NYU Steinhardt’s Matt Gonzales, an educator, advocate, and policy analyst, uses his expertise in supporting community-based organizations to work with stakeholders throughout New York State to improve justice and equity in education.
Gonzales works out of NYU Steinhardt’s Metropolitan Center for Research on Equity and the Transformation of Schools (Metro Center), which focuses on developing equity and access in school settings, especially involving issues of race, gender identity, ethnicity, socioeconomic status, and other historically marginalized identities.

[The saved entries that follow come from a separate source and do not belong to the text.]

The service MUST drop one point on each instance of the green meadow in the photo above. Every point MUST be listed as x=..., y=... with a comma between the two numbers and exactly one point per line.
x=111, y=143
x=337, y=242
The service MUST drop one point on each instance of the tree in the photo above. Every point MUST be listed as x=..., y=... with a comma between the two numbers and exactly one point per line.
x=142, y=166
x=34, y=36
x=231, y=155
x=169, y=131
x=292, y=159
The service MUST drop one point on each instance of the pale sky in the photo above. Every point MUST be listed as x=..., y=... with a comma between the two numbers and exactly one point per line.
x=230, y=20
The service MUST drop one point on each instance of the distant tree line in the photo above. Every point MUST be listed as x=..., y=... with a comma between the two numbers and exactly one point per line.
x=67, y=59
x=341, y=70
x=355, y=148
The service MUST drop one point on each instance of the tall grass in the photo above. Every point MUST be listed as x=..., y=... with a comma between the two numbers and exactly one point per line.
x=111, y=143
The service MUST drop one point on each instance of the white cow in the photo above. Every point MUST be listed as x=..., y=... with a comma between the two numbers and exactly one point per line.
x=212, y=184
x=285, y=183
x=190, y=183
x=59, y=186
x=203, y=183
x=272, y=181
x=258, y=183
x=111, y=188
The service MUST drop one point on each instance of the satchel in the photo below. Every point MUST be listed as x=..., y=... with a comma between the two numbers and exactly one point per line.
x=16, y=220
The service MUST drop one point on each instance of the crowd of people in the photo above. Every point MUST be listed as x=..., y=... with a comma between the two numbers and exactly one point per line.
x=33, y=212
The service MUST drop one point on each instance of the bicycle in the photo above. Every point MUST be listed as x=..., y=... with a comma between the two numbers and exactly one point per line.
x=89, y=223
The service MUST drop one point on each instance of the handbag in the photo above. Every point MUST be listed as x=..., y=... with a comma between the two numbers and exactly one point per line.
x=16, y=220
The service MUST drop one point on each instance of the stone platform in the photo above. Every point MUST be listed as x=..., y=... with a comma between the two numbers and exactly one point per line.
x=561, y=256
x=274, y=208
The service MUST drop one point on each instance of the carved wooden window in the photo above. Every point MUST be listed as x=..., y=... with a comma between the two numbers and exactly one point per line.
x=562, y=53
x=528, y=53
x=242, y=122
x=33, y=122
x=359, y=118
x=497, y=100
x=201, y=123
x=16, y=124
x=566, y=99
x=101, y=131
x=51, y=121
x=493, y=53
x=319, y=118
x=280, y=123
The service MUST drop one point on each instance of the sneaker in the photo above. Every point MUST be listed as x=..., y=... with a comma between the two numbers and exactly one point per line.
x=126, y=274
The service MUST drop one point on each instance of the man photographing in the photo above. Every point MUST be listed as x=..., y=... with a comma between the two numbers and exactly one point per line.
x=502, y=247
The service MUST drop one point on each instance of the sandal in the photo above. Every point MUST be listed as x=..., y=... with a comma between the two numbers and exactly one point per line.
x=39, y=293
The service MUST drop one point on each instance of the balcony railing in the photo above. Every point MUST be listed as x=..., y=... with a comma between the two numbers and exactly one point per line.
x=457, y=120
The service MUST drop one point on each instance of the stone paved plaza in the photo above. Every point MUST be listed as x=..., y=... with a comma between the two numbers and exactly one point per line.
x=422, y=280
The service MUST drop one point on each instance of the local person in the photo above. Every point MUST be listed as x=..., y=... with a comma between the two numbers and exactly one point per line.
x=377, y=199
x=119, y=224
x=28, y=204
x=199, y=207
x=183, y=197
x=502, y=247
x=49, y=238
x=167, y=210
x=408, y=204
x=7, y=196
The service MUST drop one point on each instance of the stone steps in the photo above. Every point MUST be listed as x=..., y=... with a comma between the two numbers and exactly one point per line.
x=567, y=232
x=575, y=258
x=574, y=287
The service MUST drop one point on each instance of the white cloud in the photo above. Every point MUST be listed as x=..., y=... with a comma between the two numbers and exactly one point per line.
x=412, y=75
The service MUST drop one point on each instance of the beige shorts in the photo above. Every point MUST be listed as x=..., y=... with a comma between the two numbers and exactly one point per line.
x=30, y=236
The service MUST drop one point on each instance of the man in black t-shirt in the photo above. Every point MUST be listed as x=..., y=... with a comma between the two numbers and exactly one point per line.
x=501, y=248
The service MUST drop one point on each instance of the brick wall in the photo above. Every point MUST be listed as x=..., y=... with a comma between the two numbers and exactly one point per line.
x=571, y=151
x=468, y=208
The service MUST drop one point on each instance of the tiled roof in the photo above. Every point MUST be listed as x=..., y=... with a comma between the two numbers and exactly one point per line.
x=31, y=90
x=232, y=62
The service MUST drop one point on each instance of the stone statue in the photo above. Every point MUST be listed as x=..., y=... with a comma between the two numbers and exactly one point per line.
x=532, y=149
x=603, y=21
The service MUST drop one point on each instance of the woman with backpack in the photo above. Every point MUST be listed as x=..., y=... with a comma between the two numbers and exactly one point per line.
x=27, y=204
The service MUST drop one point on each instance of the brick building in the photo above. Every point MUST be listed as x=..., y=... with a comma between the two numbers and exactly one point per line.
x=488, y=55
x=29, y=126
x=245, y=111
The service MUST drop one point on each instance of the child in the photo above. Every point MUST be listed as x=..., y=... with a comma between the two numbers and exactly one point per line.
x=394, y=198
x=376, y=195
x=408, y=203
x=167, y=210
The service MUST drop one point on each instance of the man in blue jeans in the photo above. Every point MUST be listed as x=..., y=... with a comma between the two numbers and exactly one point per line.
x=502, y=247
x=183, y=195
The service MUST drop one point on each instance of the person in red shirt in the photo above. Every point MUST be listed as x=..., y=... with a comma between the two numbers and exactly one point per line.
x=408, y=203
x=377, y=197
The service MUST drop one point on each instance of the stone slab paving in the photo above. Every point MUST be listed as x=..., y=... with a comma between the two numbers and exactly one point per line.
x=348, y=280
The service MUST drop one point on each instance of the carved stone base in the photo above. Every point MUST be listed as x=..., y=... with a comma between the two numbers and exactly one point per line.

Gonzales joined Metro Center in 2019 as founding director of the Integration and Innovation Initiative (i3), which works with districts, schools, and communities in the United States and beyond to design and develop innovative and equitable solutions to educational segregation. Among other roles, i3 provides support for the work of the New York City Alliance for School Integration and Desegregation (nycASID), which was created out of Metro Center in 2018, and recently launched the Real Integration Hub, an online resource hub that hosts all of the history, policy, and resources developed over the past seven years.
“Metro Center began four decades ago as a federal technical assistance center to support desegregation,” says Gonzales. “Over the years, that work has evolved and expanded. I see desegregation and integration as part of the unfinished work of education and racial justice and have been proud to reassert the Metro Center as a national leader on school integration.”
Gonzales is currently director of the Education Justice Research and Organizing Collaborative (EJ-ROC), which provides organizational, technical, and research support to local and state-wide groups seeking educational justice.
“We’re helping build and support a coalition of grassroots organizations that focus on racial justice and equity in the education space by writing policy papers, building out their infrastructure and websites, and providing ongoing strategic support – whatever our partners need,” says Gonzales.
For example, EJ-ROC helped parent leaders from the NYC Coalition for Educational Justice (CEJ) produce a report highlighting the disparities in representation within the New York City public school curriculum and readings and the diversity of the children who attend those schools.
“The parents were saying, ‘Our kids aren’t in these books,’” says Gonzales. “Here, we helped them acquire the data they needed and produced a report to back the shift in priorities that these parent leaders were demanding from the school system.”
One of EJ-ROC’s big roles is bridging the gap between the needs of the community and the schools’ policies and practices. How do we build racially just schools that are deserving of our kids, and what training and resources do our teachers need in order to meet these demands?
This report helped launch CEJ’s multi-year campaign that led to a $23 million dollar investment for Implicit Bias training, the adoption of a definition and framework for Culturally Responsive and Sustaining Education (CRSE) by the New York City Department of Education (NYCDOE), and current training and learning communities for CRSE.
EJ-ROC is also conducting a national curriculum research project to examine inclusion throughout some of the largest book companies that supply the education space.
“One of EJ-ROC’s big roles is bridging the gap between the needs of the community and the schools’ policies and practices,” says Gonzales, himself a former middle school math and special education teacher. “How do we build racially just schools that are deserving of our kids, and what training and resources do our teachers need in order to meet these demands?”
Along these lines, EJ-ROC and its community partners collaborated with the NYCDOE to adopt a formal definition of CRSE in 2019. Currently, EJ-ROC and its fellow school change subunits – the Center for Strategic Solutions (CSS) and Innovations in Equity and System Change (IESC) – launched a training series and professional learning community containing more than 100 school teams. The series promotes professional understanding of CRSE across the school system and helps make changes to school accountability and reporting systems to incorporate CRSE.
“EJ-ROC and our partners have developed a large portfolio of deep community work to help transform the educational system with research and action,” says Gonzales. “We can help move important agenda items forward by working outside of, within, and together with the schools to provide an equitable education for the City’s children.”
Gonzales also worked closely with State education leaders to design the New York State Integration Project (NYSIP) grant program and has supported districts all across New York in developing integration plans. Nationally, Matt serves on the Steering Committee for the National Coalition on School Diversity and is an advisory board member for Integrated Schools, a grassroots parent network committed to integrated schools.